To its credit, it does have a high coconut water content. But that’s hardly a USP.

Prime Hydration launched in the US in January and it’s struggled to meet demand ever since. In July, it started shipping to Asda stores, and the hype has followed it over here, further fuelled by social media. In fact you might say it was pump-primed by its founders in the run-up to the UK launch. In an Instagram post in May that has racked up over 500,000 likes, Paul debuted a series of outfits that matched the colours of its Prime flavours, from Grape to the more mysteriously named Meta Moon. Another post shows Paul and KSI celebrating its title as the official sports drink of Arsenal – a feat that generated 1.1 million likes. 

The publicity does not seem to have died down. TikTok posts have shown Prime-obsessed shoppers fruitlessly searching Asda stores for bottles, using hashtags such as #primehydration and #primedrinkuk. The latter has over nine million views.
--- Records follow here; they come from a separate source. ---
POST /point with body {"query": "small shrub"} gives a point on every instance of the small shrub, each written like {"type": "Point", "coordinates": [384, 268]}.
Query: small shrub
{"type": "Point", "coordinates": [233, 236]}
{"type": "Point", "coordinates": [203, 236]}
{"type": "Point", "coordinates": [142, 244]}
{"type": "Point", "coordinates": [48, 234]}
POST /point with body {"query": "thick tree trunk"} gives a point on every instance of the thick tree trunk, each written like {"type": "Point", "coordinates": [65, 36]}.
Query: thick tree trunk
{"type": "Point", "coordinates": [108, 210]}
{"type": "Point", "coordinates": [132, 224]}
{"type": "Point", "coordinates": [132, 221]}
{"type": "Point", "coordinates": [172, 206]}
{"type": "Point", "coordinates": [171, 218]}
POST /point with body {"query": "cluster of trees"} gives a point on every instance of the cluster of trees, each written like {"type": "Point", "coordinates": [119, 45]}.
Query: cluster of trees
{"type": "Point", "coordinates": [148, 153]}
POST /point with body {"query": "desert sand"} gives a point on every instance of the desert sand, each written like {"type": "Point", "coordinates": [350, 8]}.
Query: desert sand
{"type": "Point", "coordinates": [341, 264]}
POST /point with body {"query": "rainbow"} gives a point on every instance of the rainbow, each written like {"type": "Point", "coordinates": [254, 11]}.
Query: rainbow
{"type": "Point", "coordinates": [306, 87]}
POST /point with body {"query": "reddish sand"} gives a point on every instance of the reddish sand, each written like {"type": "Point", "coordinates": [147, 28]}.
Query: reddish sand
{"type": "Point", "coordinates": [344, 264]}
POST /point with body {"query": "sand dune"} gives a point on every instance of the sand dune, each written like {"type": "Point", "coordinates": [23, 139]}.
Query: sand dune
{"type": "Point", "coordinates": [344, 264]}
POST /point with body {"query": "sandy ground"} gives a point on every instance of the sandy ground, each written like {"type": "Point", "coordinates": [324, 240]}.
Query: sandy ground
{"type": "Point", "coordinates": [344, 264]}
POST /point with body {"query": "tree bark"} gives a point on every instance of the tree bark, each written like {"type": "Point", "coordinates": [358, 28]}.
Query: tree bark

@primecheckeruk People are going crazy over this drink #primehydration #primehydrationuk #prime #asda #asdaprime #ksi #uk ♬ Tourner Dans Le Vide - Indila

With demand so obviously outstripping supply, many believe its social media savvy founders have deliberately restricted supply to create a buzz. That’s something KSI strenously denied in a recent episode of The Fellas podcast, insisting: “We’re supplying loads!” Even if the founders were to try such a trick, one doubts Asda would be too pleased by the lack of stock (although the limited availability certainly hasn’t done the supermarket any harm).

The hype may be mystifying to anyone outside its core audience of its founders. Most subscribers seem to be well under the age of 25, or even 16 (although mercifully, given the drinks don’t contain energy ingredients like taurine or caffeine, they are relatively kid-friendly).

It would be easy to dismiss this as a playground fad that will one day go the same way as Pogs and Tamagotchi. The hype may well die down in a few months. But even if its success is short-lived, it’s a shining example of how social media can build brands at an incredible speed. Prime may not be the sharpest, slickest or most innovative NPD to come on to the market, but it has quickly established itself as a desired, highly prized product.

So as easy as it is to mock the founders (as some do), who would bet against a soft drinks giant knocking on their door some time soon?